Ordre ecclésiastique

0Si elle parait bien naïve et mystérieuse au début du jeu, Shanoa, le personnage principal, se révélera d’une classe folle, dégageant à la fois élégance et puissance. Un charisme qui lui sera bien utile pour déjouer les intrigues et complots qui a priori la dépassent. Shanoa fait partie d’une organisation appelée Order of Ecclesia qui a pris le relais du clan Belmont désormais éteint dans la délicate entreprise de destruction du Comte Dracula. Le jeu débute avec le legs par Barlow, maître du clan, du glyphe Dominus à Shanoa. Ce pouvoir ultime est le trésor de l’ordre et il est convoité par Albus, frère d’armes de l’héroïne. Emporté par la colère en voyant qu’il n’est pas l’héritier, il s’enfuit avec Dominus durant la cérémonie. Shanoa, amnésique, va alors devoir retrouver les parties manquantes du pouvoir. Elle va surtout découvrir complots et manipulations pour une histoire qui ne mettra pas tout de suite en avant l’ennemi Dracula.

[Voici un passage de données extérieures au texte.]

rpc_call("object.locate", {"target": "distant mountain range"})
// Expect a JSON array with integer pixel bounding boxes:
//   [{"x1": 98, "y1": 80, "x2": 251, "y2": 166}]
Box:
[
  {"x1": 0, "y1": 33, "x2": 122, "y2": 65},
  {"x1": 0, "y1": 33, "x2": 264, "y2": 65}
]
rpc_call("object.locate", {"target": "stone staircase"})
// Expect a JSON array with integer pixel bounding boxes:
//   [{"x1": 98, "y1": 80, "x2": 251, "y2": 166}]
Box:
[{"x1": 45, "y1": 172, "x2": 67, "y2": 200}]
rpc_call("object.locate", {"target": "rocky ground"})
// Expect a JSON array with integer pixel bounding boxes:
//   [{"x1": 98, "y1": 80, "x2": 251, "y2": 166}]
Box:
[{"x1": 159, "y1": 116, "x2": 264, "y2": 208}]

Parce que les éléments centraux de Order of Ecclesia, ce sont bien ce personnage de Shanoa, ce village duquel partiront toutes les quêtes et où l’on pourra faire des emplettes et écouter les requêtes des habitants dont les proches sont retenus prisonniers.

Hype aux glyphes

1Et n’oublions surtout pas ces glyphes qui font tout le sel et l’intérêt du gameplay. Elles sont récupérables en fouillant des statues, en les volant à des adversaires pendant qu’ils les utilisent, ou en délivrant les villageois. Il est possible de les combiner, une dans chaque main. Le mariage est libre et peut donner lieu aussi bien à un arsenal équilibré qu’accentuer la puissance d’une glyphe en particulier. L’effet est garanti et donne une belle profondeur aux possibilités et à la personnalisation du style de combat. Les glyphes ne concernent en effet pas que les effets magiques, mais aussi les armes. Pour faire simple, tout repose là-dessus. Heureusement, le système est aussi intuitif que performant. De plus, elles revêtiront une meilleure efficacité si elles sont exécutées l’un après l’autre dans le bon timing. Il y a donc là un intéressant système de combo dont il ne faudra pas abuser non plus, puisqu’il consomme des MP. Enfin, un maximum de trois configurations différentes sont rapidement accessibles, sans repasser par le menu. D’ailleurs, certains glyphes permettront d’avancer dans le niveau, pas forcément pour se battre.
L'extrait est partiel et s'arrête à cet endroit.